Last week both Luke and I were in Fredericton, New Brunswick for the 2011 Congress of the Social Sciences and the Humanities. In the maelstrom of the meeting of around seven thousand professors and graduate students we both presented papers for the Canadian Communications Association on our research. While there were a number of great panels presenting some amazing work, I was most inspired by Lisa Nakamura's keynote talk,“Race, Labor and Indigeneity: The Birth of New Media in the American West”, where she outlined the stark relationships contemporary information technology have with race, space and systemic economic inequality.

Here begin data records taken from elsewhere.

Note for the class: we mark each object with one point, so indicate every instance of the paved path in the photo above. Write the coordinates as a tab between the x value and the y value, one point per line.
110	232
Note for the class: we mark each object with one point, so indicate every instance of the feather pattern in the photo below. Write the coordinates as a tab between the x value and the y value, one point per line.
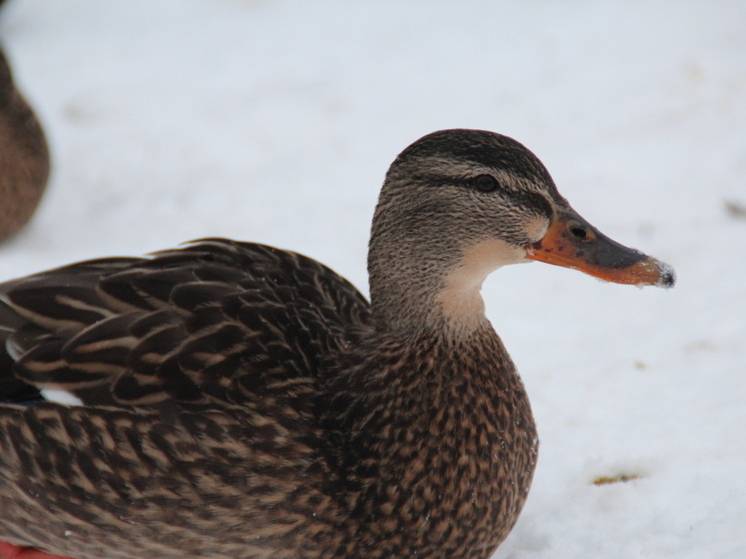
211	324
233	400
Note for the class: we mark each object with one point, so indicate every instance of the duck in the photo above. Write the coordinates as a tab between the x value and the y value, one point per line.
227	399
24	156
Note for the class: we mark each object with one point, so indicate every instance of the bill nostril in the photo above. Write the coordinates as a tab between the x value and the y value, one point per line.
578	231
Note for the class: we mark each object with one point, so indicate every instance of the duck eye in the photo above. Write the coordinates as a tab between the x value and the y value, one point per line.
485	183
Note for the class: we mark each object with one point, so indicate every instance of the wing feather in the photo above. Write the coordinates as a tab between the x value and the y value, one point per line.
215	322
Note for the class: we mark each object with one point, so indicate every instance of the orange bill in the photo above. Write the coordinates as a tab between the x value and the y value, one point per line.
572	242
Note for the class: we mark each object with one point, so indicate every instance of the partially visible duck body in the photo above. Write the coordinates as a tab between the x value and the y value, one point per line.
235	400
24	156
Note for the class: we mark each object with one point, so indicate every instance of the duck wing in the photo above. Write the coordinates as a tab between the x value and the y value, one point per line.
214	322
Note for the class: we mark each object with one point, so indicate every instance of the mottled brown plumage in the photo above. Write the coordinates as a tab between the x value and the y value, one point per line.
24	157
232	400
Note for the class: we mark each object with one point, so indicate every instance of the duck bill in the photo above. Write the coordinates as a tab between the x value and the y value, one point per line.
572	242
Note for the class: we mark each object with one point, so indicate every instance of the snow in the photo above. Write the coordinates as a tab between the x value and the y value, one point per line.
275	122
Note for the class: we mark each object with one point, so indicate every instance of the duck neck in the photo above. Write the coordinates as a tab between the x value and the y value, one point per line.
414	289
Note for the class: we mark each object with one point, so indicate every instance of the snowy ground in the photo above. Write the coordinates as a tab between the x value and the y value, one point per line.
275	121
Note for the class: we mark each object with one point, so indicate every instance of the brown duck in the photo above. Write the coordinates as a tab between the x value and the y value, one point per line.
233	400
24	157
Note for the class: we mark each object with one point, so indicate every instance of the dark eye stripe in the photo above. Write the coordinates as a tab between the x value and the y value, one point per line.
531	201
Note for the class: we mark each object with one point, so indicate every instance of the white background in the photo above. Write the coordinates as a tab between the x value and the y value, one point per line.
276	121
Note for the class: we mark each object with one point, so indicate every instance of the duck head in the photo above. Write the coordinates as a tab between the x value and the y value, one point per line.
456	205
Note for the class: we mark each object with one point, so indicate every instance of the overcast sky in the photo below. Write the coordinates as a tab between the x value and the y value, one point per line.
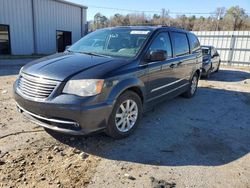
182	6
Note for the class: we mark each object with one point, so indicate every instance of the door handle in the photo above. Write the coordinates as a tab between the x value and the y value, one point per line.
172	65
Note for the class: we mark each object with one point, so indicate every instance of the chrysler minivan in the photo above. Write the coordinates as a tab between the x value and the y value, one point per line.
108	78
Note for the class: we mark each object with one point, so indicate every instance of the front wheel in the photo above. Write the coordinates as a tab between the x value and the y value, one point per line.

Her talk began with showing Banksy's critical opening credits to The Simpson's, that was aired last year:
For her Banksy's confrontational message about the outsourcing of productive labour to countries with weak labour laws and poor human rights records (in this cast, animation studios in North in South Korea) reflects recent scholarship in communication studies the “return to the material.” For her books like Nick Monfort and Ian Bogost's Racing The Beam, which traces the interplay between hardware, software, business organization and economic constraints on the Atari VCS, mark an approach that will open up new ways of thinking about our technology.
Nakamura's own area of speciality is in race and racism, so she has a deep concern with contemporary labour practices in Asia, where most of our hardware is now manufactured. As she said in the talk “If you own a digital device, chances are an Asian woman touched it.” Yet this comes as nothing new to most of us who pay attention to our technology. Everybody looks at the back of their iPod and sees the infamous “Designed by Apple in California / Assembled in China” text.
What Nakamura's talk did brilliantly was showcase how this industry's Asian hardware manufacturing labour process had a direct link to hardware manufacturing in the American West in the 1970s. Various factories built in New Mexico on Native American reserves specialized in manufacturing the intricate components of American electronics companies. The companies that set them up used racialized discourse complementing the female labour force for their attention to detail, which they assumed transferred easily from intricate sewing to the assembly of circuit boards. Most importantly, the managers praised the patience of these women, and their ability to navigate independently the individual choices one needed to make during the manufacturing process without direct oversight.
For me what was fascinating is how locating the factories on these reserves allowed the electronics corporations to take advantage of various incentive programs set up by the US Federal government, providing tax benefits and low wages. In practice the reserves were equivalent to a developing nation across the ocean, with the added benefit of being located right in the middle of the United States. Nakamura noted that these incentives for corporations were in place as part of a larger program of “deterritorializing” the Native population. In skilling the workforce (and moving them to industrial centres) the government hoped to remove the Native population from the valuable land they currently used for sheep herding.
Yet it was not to last. As the 1970s increasingly became a time of radical action against the status quo in the US. All it took was for various unionization pushes and radical action on the part of American Indian Movement to cause the manufacturers to pick up and leave for greener pastures, more amenable to managerialism and low wages: Asia.
In discussing this relatively unknown history of information technologies, Nakamura said that we can reveal the labour that is hidden so well in our day to day technology. She said we should ask whose “un-free” labour (those forced into labour in the Congo to mine coltan, those in China who smelt down the gold from discarded computer parts) is hidden so we can take part in participatory culture?
Returning to the material and political economy can unlock these secrets and hopefully open up new doors of resistance to business practice that attempts to dehumanize its labourers into nothing but exchange value.